Furthermore, men and women differ on what they consider the most important features of supermarkets, according to “Customer Focus 2008: Grocery,” by Baltimore-based Vertis Communications, a provider of retail advertising services. In general, the store’s prices and sales are most important to female shoppers, while convenience and service matter more to men.

Almost half, 48% of women between the ages of 35 and 49, said they valued price-related offerings, such as lowest everyday prices, best-advertised specials and store coupons, the most. This group of women accounts for 60% of all grocery shopping, according to the report.

Nearly as many, 47% of women aged 50 and older, and 46% of those between the ages of 18 and 34, agree. By contrast, while price-related offerings are important to approximately 30% of the male shoppers surveyed, 41% of the men aged 18 to 34 said they valued convenience, such as proximity to work or home, more than any other factor.

Nearly a quarter, 23% of men between the ages of 18 and 34, are most likely to shop at grocery stores close to home. This compares with just 17% of women in the same age group.

When deciding which grocery story to frequent, the bakery is the most important department, other than meat and produce, according to 27% of all survey participants. This percentage is consistent with Vertis’ 2006 grocery survey.

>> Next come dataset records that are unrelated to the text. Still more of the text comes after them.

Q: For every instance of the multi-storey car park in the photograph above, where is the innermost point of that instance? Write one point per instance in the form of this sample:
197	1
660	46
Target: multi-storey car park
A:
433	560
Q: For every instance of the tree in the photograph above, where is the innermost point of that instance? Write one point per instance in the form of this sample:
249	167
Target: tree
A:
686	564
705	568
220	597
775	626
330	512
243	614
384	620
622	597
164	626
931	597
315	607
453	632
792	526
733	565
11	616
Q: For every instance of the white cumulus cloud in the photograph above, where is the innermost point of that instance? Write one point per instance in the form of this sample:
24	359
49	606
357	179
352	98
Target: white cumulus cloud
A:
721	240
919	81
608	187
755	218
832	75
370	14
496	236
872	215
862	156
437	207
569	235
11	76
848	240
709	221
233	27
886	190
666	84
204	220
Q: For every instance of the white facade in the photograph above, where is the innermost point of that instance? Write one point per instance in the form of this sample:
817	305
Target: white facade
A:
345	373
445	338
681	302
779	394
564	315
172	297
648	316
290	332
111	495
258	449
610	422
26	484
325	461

The importance of dairy and organic food sections has risen over the past two years among men aged 18 to 34. In the most recent survey, 13% of those shoppers rank dairy important versus 8% in 2006. Currently 10% of them consider organic food important, compared with just 6% two years ago.

The survey also suggests that attempts to promote the benefits of omega-3 fatty acids and other heart-healthy elements of fish and other foods may be taking hold. Interest in the store’s seafood section rose from 5% two years ago to 10% among women in the 2008 study.

The importance of the deli section among men age 50 and older took a big jump, but its importance dropped among their female counterparts. Among the older men, 25% ranked it important in 2008, compared with 18% two years ago. Among older women, its importance fell to 21%, down from 25% in the 2006 survey.

More Hispanic Americans than others prefer to shop at super-sized grocery outlets instead of other chains that carry groceries. Nearly a quarter, 22% of Hispanic household decision makers, prefer super-sized grocery stores for perishable products, such as meat, produce, dairy and baked goods. This compares with 15% of non-Hispanic household decision makers.